Tantôt, pour répondre, donc, à une des
questions, la ministre nous disait : Ah, bien oui, à l'article 116, à
l'article 116, on parle de... on a les mots «communauté autochtone». La
ministre est obligée d'aller dépoussiérer un article du projet de loi pour nous
dire : Bien, regardez, on en parle ici. Mais ici ils sont en obiter. Le
collègue de Jacques-Cartier le mentionnait ici, là, si on a tout un livre, tout
un roman, donc, qui... où on nous dit : Bien non, oui, vous êtes au coeur,
donc, de ce roman-là, bien, ça ne peut pas être juste dans les remerciements,
donc, à la fin, donc, alors qu'on vous dit : Mais merci pour
l'inspiration, c'est censé, donc, véritablement... on est censés véritablement
retrouver les intérêts et le rôle des Premières Nations et Inuits au premier
plan, à la première page. Ça doit faire partie,
là, de la ratio decidendi, là, du projet de loi, là, qu'on ne soit pas juste,
donc, en note de bas de page : Soit dit en passant, ah, bien oui, à
l'article 116, on fait ça puis après ça on consulte. C'est beaucoup plus
que ça, la relation de nation à nation,
c'est beaucoup plus que ça que de reconnaître le rôle prépondérant que les Premières Nations et les Inuits jouent en matière de gouvernance du secteur
énergétique au Québec, Mme la ministre.
Le Président (M. Montigny) :
Très bien. Mme la ministre.
Mme Fréchette : Oui, M. le
Président, merci. Donc, comme je disais au départ, dans mes premières
interventions, c'est important, chacun des mots, en fait, qui est utilisé pour
décrire les mécanismes que l'on déploie en lien avec les Premières Nations, les
communautés autochtones. Alors, l'amendement que l'on a mis de l'avant, il
respecte, en fait, la façon qu'on a eue, qu'on a adoptée dans plusieurs autres
projets de loi, de développer une mesure concernant les Premières Nations.

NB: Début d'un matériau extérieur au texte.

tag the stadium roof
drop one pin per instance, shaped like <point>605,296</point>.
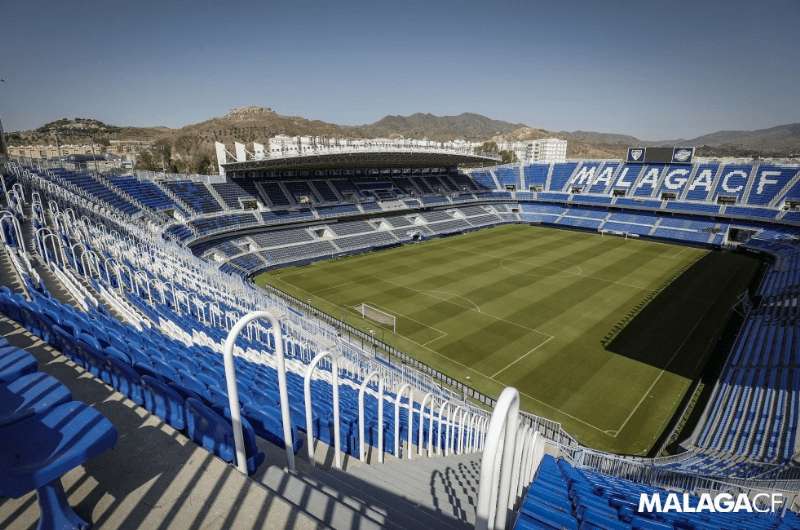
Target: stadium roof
<point>363,159</point>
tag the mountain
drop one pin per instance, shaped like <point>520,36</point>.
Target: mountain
<point>469,126</point>
<point>190,148</point>
<point>82,130</point>
<point>780,139</point>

C'est en parfaite cohérence avec notre obligation constitutionnelle. La
démarche que l'on s'apprête à entamer
également ne remplace pas notre obligation constitutionnelle. Elle s'ajoute à
cette obligation et elle va faire en sorte de tenir en considération les
préoccupations des Premières Nations, préoccupations qui ont déjà été exprimées
en amont, puisqu'on a développé ces différents mécanismes auxquels j'ai fait
référence. Et le libellé qui est proposé
dans l'amendement concernant les Premières
Nations est celui que l'on retrouve
dans plusieurs des lois du Québec.
Donc, il y a une volonté aussi de cohérence au niveau du vocabulaire avec
l'amendement qu'on a mis de l'avant. Donc, il y a cette notion-là
également qui est prise en considération par rapport à ce qui est proposé pour
le projet de loi 69.
Le
Président (M. Montigny) : Merci, Mme la ministre. Mme la députée de Bourassa-Sauvé, simplement pour une indication de temps, il vous reste un peu
moins de cinq minutes.
• (12 h 40) •
Mme Cadet : Merci,
M. le Président. Je comprends l'argumentaire de la cohérence
législative, là, ça, c'est absolument important sur le plan des
consultations, Me Marois l'a dit, c'est une obligation constitutionnelle, mais qu'à ce moment-ci, donc, que ça puisse se
retrouver à travers, donc, tout le corpus législatif que développe l'État
québécois, donc, ça, c'est normal que cet élément-là se retrouve un peu
partout.
Nous, ce qu'on veut dire, ce n'est pas de tasser
l'amendement que vous proposez à 14.3 sur les consultations, on l'a dit, on le soutient, cet amendement-là, on
en comprend le principe, mais ce qu'on vient dire, c'est qu'en matière
énergétique, alors que votre rôle, c'est d'assurer, donc, de la... en matière
d'énergie, une gestion responsable et intégrée
des ressources énergétiques du Québec dans une perspective, donc, de transition
énergétique et de développement économique que ce rôle-là demande bien
plus que l'aspect des consultations. Bien sûr que celui-ci, il se retrouve un
peu partout, c'est un... bien, le... Me Marois, donc, l'a dit, donc il s'agit
d'une obligation conditionnelle à laquelle vous êtes assujettis, c'est normal.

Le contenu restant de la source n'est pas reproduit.